Yargı bağımsızlığının hükümetlere meydan okumanın hukuki bir kılıf ya da politik bir misyon aygıtı olmadığını söyleyen Korkmaz, “Ülkemizde hakim ve savcılara tam anlamıyla bağımsızlık ve tarafsızlık kazandırılamamıştır. Adli yıl açılışlarının başladığı 1943 yılından beri hemen hemen tüm açılışlarda belirtildiği üzere yargı üzerindeki siyasi vesayeti atamamıştır. Hukukun üstünlüğüne dayalı bir toplumda, bireyin ve toplumun en temel güvencesi bağımsız ve tarafsız yargıdır. Türkiye’de cumhuriyet tarihi boyunca yargının bağımsızlığı ve tarafsızlığı hep sorun olmuştur. Geride bıraktığımız yıllarda yargının bağımsızlığı ve tarafsızlığının güçlenmesi bir yana, yargının içinde olduğu içler acısı durum bütün çıplaklığıyla ortaya çıkmıştır.” ifadelerini kullandı.

“Tutuklamalar evrensel hukuk ilkeleri çerçevesinde gerçekleştirilidir”

Tek taleplerinin siyasi saiklerin dışında hukuki yargılama yapılması olduğunu ifade eden Korkmaz,  “Hukukun üstünlüğü ve yargı bağımsızlığı sorunlarından dolayı yıllardır bir adım öteye gidemeyen yargımız, bu durumu en çok savunan ve yargıç bağımsızlığına değinen baroların yanında olacağına ertelenen seçimlerin genelgeler ile ertelenebileceğine karar vermiştir. Bizler her defasında yargının üç ayağına vurgu yaparken hep ötekileştirilmekten sıkılmış ve bunalmış durumdayız. Tek talebimiz siyasi saiklerin dışında hukuki yargılama yapılmasıdır. Tutuklamaların cezalandırma, korkutma, susturma amacı olarak değil, evrensel hukuk ilkeleri çerçevesinde gerçekleştirilmesidir.” şeklinde konuştu.
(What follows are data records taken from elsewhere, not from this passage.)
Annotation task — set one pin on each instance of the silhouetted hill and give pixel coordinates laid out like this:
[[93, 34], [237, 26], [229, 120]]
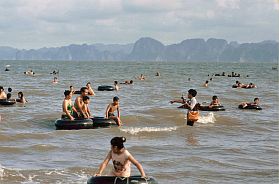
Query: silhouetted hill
[[149, 49]]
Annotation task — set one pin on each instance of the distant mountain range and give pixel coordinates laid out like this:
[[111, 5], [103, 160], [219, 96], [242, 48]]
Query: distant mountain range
[[149, 49]]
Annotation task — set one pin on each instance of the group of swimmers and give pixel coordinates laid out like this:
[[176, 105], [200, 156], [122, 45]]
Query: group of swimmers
[[7, 97], [80, 109], [193, 107]]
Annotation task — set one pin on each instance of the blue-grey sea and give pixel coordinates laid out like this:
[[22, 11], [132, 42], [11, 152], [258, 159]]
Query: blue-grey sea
[[233, 146]]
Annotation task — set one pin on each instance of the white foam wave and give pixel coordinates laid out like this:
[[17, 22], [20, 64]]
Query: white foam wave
[[209, 118], [136, 130]]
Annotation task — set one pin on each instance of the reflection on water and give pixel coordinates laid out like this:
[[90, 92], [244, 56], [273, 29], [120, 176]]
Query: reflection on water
[[222, 146]]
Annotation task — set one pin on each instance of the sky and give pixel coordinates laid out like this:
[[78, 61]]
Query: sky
[[27, 24]]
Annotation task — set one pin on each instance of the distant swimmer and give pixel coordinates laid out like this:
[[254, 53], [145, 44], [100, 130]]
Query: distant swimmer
[[30, 73], [141, 77], [215, 102], [55, 80], [114, 106], [127, 82], [90, 90], [3, 95], [255, 103], [191, 105], [121, 159], [21, 98], [205, 84]]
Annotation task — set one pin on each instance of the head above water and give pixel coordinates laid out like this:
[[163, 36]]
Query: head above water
[[115, 99], [85, 98], [67, 93], [214, 97], [83, 90], [192, 92], [118, 142]]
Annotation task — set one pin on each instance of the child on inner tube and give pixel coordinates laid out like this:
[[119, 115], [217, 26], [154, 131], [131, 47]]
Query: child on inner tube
[[121, 160], [255, 103], [113, 107]]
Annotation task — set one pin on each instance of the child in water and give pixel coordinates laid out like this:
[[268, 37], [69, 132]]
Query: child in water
[[85, 107], [113, 107], [255, 103], [21, 98], [67, 106], [121, 160], [215, 102]]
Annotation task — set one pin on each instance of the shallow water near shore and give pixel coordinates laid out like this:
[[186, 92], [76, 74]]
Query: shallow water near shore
[[232, 146]]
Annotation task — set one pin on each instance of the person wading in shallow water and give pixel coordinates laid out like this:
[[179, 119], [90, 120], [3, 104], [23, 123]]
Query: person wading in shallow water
[[121, 159]]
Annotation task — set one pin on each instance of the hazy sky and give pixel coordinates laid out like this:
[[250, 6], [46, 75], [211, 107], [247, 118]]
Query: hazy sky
[[50, 23]]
“Gaziantep Adliyesinde sorunlarımız bulunmaktadır”

Gaziantep Adliyesinde yaşanan sorunlara da değinen Korkmaz, “Gerekçeli kararların yazım süresi, taleplerin değerlendirilme süresi, duruşma olmadan talep hakkında karar verilmemesi, duruşmalarda meslektaşlarımızın bekleme süresi, Bölge Adliye Mahkemesinde dosyaların bekleme süresi, savcıların dosya sayıları, kapalı kapılar, icra müdürlüğünün önlenemez çöküşü, sulh ceza hakimliklerinin durumu hakkında sorunlarımız bulunmaktadır. Çalışan hakim, savcıya daha fazla dosya verildiği yargı sistemimizde bir denetleme ve cezalandırma mekanizmasının tam anlamıyla işletilmemesi de bu sıkıntıların çığ gibi büyümesine neden olmaktadır.” diye konuştu.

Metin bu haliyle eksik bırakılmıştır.